2025-10-08 –, Prague/ Technical Deep Dive & Innovation
Side-channel attacks are a common threat to cryptographic implementations. Unfortunately, most available tooling to combat this problem has limited usability, especially in black-box testing scenarios. In this talk I will talk about how by performing the testing using statistical best practices we were able to find multiple leaking implementations of cryptographic algorithms in OpenSSL. I'll also talk about how we're applying the lessons learned from testing RSA and ECDSA to testing post-quantum cryptography like ML-KEM.
In the talk I will talk about the statistical principles necessary to use the statistical tests correctly, what happens if those principles aren't followed with examples of Box Test, TVLA, and dudect failing because of that.
The presented approach is suitable to black-box testing, including with algorithms that use rejection sampling, is algorithm-agnostic and can even be used to perform testing remotely (over a network).
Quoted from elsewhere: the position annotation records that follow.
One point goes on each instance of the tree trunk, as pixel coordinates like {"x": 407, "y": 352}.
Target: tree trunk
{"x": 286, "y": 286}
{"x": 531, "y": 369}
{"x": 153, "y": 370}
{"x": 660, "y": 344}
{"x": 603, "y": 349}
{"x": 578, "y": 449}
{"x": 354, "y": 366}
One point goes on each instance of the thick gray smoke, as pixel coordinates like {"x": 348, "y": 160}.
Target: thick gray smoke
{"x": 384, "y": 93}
Despite using statistical methods it allows not only showing presence of side-channels, but also can be used to show absence of a side-channel leakage.
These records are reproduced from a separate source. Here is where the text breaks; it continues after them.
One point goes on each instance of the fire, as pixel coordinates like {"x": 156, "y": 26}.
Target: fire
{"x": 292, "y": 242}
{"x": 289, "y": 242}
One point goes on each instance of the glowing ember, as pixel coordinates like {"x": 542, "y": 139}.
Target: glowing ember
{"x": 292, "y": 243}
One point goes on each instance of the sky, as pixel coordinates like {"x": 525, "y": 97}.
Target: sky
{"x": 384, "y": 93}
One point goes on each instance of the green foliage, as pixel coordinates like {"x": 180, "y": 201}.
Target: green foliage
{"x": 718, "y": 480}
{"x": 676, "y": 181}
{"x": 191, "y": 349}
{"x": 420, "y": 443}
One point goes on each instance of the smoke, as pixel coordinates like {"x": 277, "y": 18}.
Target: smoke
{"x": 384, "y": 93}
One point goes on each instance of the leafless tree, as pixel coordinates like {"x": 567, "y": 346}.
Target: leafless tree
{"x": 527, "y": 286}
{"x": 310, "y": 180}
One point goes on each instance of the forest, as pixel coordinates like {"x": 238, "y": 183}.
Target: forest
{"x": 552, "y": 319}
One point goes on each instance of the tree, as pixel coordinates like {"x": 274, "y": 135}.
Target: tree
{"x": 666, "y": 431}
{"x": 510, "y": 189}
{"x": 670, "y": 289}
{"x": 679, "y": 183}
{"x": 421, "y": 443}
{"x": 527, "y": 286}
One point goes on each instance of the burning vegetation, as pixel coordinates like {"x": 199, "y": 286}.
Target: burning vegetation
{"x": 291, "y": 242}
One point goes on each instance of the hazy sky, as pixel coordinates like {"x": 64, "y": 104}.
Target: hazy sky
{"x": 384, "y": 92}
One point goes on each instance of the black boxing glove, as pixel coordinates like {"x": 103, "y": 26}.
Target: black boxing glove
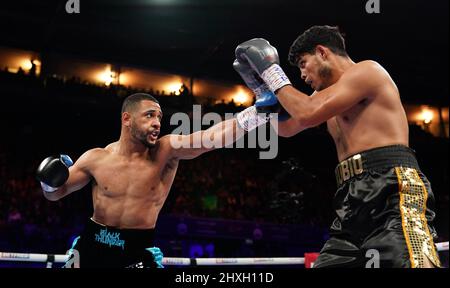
{"x": 53, "y": 172}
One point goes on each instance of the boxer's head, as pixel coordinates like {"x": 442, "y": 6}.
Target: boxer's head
{"x": 314, "y": 51}
{"x": 141, "y": 115}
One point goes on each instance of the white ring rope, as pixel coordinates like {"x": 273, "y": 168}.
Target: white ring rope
{"x": 175, "y": 261}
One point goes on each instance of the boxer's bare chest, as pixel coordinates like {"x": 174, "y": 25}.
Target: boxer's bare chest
{"x": 116, "y": 176}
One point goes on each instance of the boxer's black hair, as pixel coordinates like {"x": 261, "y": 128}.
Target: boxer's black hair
{"x": 327, "y": 36}
{"x": 131, "y": 102}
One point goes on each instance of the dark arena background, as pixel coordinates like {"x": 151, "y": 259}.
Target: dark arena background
{"x": 66, "y": 66}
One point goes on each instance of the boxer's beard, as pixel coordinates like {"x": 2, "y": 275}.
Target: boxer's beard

The tool is a free and open-source software that we have been using internally for testing multiple different cryptographic implementations at Red Hat for a few years now.
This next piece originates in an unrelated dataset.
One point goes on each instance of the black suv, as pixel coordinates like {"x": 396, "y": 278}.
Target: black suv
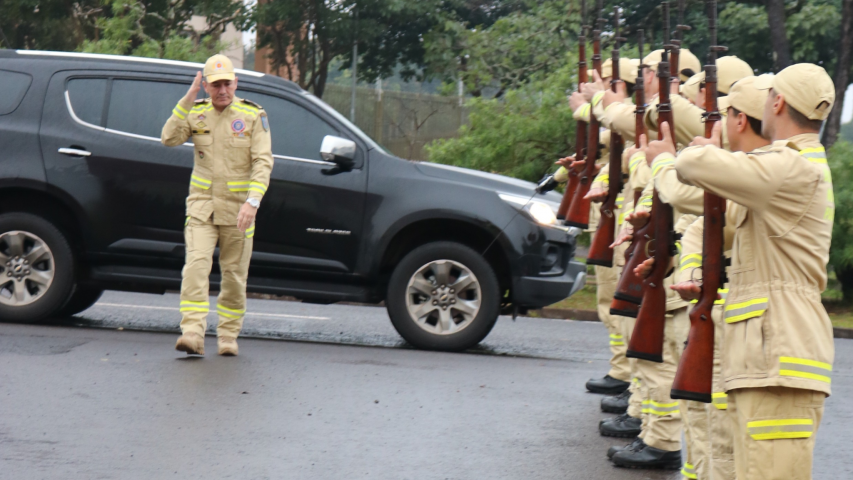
{"x": 91, "y": 200}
Alicja is a quality engineer specialised in cryptography at Red Hat. She is the quality team lead responsible for handling core cryptographic packages in Red Hat Enterprise Linux: OpenSSL, Mozilla NSS, GnuTLS, OpenSSH, libreswan, and others. With over 15 years of experience in the cryptography area she has contributed to or co-authored multiple IETF RFCs and found multiple security vulnerabilities, most impactful one being the Marvin Attack.